- Parent company: Modern Times S.A.
- Founded: 2004
- Defunct: 2011 (est.)
- Distributor(s): Legend Recordings S.A
- Country of origin: Greece
- Location: Athens, Greece

= Virus Music =

Record label imprint

Virus Music, founded in 2004, was a record label imprint of the independent Greek record company Legend Recordings S.A.

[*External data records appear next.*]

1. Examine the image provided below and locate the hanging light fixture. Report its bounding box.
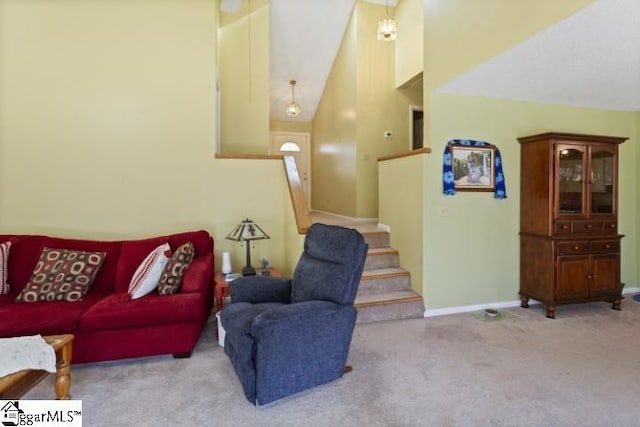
[378,0,398,42]
[284,80,302,117]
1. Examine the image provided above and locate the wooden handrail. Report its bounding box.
[378,147,431,162]
[216,153,282,160]
[284,156,311,234]
[216,153,311,234]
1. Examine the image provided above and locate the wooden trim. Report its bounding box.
[518,132,629,144]
[216,153,282,160]
[280,156,311,234]
[378,147,431,162]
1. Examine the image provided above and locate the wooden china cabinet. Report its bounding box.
[518,132,627,318]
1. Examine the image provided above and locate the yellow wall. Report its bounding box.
[311,4,357,217]
[395,0,424,87]
[379,154,428,294]
[633,112,640,286]
[312,1,422,218]
[269,120,311,133]
[0,0,296,274]
[424,0,595,145]
[215,0,269,154]
[423,94,640,309]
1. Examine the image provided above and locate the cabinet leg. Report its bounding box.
[547,305,556,319]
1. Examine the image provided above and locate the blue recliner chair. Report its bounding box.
[220,224,367,405]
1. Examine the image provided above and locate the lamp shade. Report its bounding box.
[226,218,269,276]
[226,218,269,242]
[378,18,398,41]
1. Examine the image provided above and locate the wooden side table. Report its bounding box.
[0,334,73,400]
[213,267,282,311]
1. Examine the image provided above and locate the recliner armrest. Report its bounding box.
[229,276,291,304]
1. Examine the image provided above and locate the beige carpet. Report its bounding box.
[26,298,640,427]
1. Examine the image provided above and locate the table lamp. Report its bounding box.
[226,218,269,276]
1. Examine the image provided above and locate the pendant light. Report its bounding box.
[378,0,398,42]
[284,80,302,117]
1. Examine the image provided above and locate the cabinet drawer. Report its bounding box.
[558,242,589,255]
[602,221,618,234]
[555,221,571,234]
[572,221,602,233]
[590,240,620,253]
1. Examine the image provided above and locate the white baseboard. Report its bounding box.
[424,287,640,317]
[378,222,391,233]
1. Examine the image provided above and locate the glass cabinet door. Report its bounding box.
[557,145,586,215]
[589,146,615,215]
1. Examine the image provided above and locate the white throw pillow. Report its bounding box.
[129,243,171,299]
[0,242,11,295]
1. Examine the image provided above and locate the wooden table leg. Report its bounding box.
[54,341,73,400]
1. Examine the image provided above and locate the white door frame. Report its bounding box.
[269,131,313,209]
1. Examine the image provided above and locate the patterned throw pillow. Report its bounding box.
[158,242,196,295]
[16,248,107,302]
[0,242,11,295]
[125,243,171,299]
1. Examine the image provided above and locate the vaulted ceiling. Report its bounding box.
[438,0,640,111]
[221,0,640,121]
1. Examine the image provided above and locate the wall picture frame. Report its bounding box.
[450,144,496,191]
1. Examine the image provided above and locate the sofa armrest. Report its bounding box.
[229,276,291,304]
[180,254,213,293]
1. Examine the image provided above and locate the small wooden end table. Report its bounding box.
[0,334,73,400]
[213,268,282,311]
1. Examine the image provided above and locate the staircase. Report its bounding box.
[355,231,424,323]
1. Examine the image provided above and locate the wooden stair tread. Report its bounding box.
[354,290,422,308]
[367,248,398,256]
[362,267,409,280]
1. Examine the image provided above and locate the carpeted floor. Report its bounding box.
[25,298,640,427]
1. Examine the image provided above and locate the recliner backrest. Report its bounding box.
[291,224,367,305]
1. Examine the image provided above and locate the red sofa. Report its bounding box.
[0,230,214,363]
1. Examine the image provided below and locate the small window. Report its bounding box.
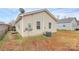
[36,21,40,29]
[49,23,52,29]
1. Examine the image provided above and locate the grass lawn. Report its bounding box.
[0,31,79,51]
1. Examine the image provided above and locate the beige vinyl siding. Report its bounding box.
[15,20,23,36]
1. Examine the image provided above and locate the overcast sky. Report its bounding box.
[0,8,79,23]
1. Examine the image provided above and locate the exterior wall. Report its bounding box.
[22,12,57,37]
[58,20,77,30]
[15,20,23,36]
[58,23,72,30]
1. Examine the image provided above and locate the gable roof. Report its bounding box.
[15,9,57,23]
[58,17,77,23]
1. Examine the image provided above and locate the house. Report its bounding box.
[15,9,57,37]
[57,17,77,30]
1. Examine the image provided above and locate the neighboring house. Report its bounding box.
[76,21,79,30]
[15,9,57,37]
[57,17,77,30]
[0,22,9,36]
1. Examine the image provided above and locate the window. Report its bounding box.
[36,21,40,29]
[49,23,52,29]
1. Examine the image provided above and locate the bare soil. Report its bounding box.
[0,31,79,51]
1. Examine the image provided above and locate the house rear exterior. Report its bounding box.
[0,22,9,37]
[15,9,57,37]
[57,17,77,30]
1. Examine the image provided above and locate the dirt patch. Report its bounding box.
[0,31,79,51]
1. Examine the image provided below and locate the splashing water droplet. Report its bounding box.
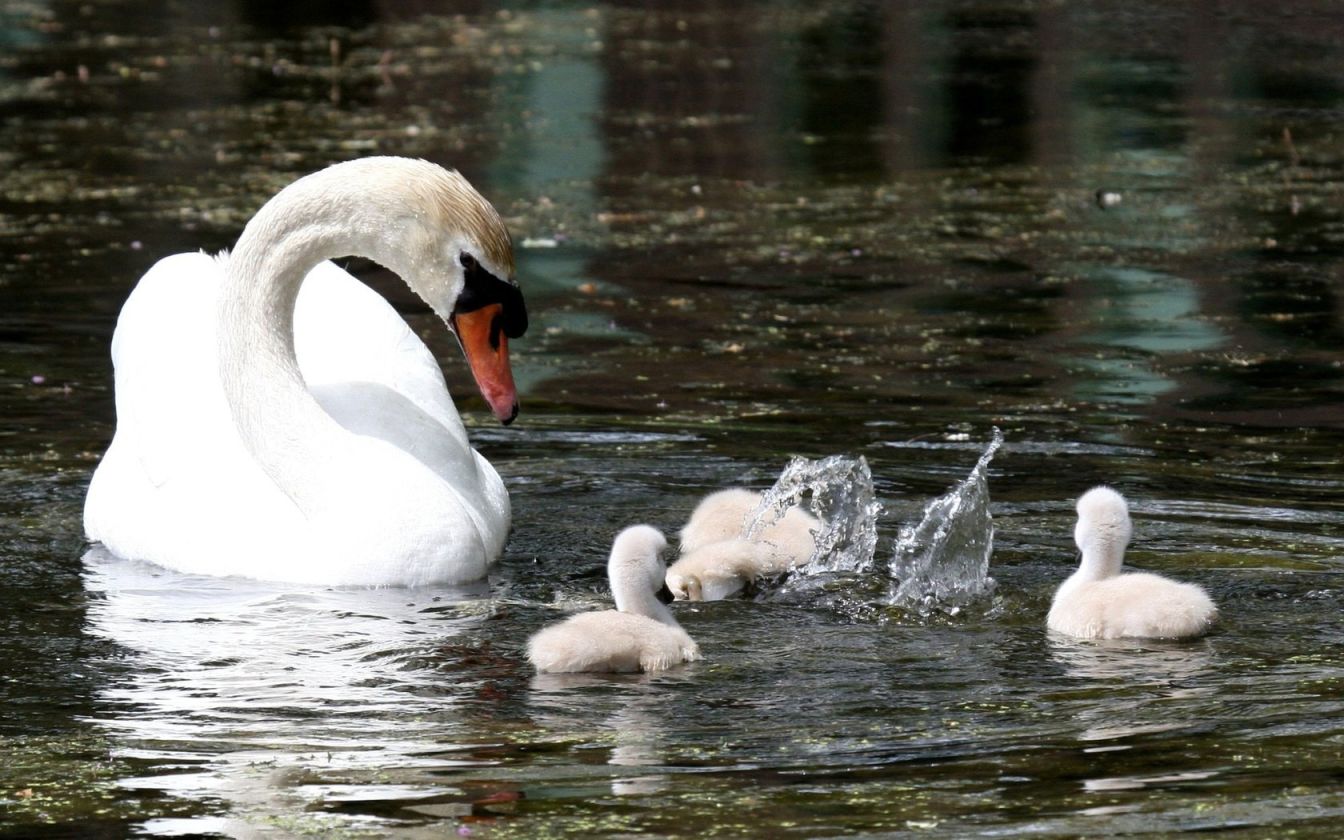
[888,429,1004,617]
[763,429,1004,622]
[746,456,882,574]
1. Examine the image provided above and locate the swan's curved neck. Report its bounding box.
[216,161,450,511]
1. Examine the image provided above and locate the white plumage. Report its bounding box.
[527,526,700,673]
[667,488,821,601]
[85,157,526,586]
[1046,487,1218,638]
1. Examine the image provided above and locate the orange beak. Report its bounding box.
[452,304,517,426]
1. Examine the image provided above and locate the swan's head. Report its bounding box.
[606,526,671,612]
[344,157,527,423]
[1074,487,1132,574]
[419,164,527,423]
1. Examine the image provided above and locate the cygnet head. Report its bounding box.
[606,526,668,614]
[667,573,703,601]
[1074,487,1133,577]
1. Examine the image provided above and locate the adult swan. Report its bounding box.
[85,157,527,586]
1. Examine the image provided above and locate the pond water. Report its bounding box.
[0,0,1344,837]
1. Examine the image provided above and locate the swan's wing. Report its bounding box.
[112,253,231,487]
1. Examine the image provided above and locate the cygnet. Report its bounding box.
[527,526,700,673]
[667,488,821,601]
[1046,487,1218,638]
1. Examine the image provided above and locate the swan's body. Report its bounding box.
[667,488,821,601]
[85,159,526,586]
[1046,487,1218,638]
[527,526,700,673]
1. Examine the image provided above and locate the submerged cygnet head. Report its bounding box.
[1074,485,1133,579]
[527,526,700,673]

Upon launch, the label was headed by former Minos EMI managing director Miltos Karadsas and based in Athens, Greece. He allowed the label to effectively compete with the multinationals and their growing dominance in the Greek market, similar to how he had helped foster the former independent Greek record company Nitro Music. The label focused on artist development, signing new and young artists of the time such as Apostolia Zoi and Annet Artani. While the label imprint was new in the Greek music industry, its parent Legend Recordings had been a prominent independent Greek label in all genres since 1994. Legend Recordings S.A. was owned by Modern Times "Μοντέρνοι Καιροί" (not to be confused with the multinational Swedish media conglomerate of the same name), one of the largest media companies in Greece at the time. In 2011, the arrest and conviction of Modern Times' owner Kostas Giannikos on charges of embezzlement led to the label's eventual closing.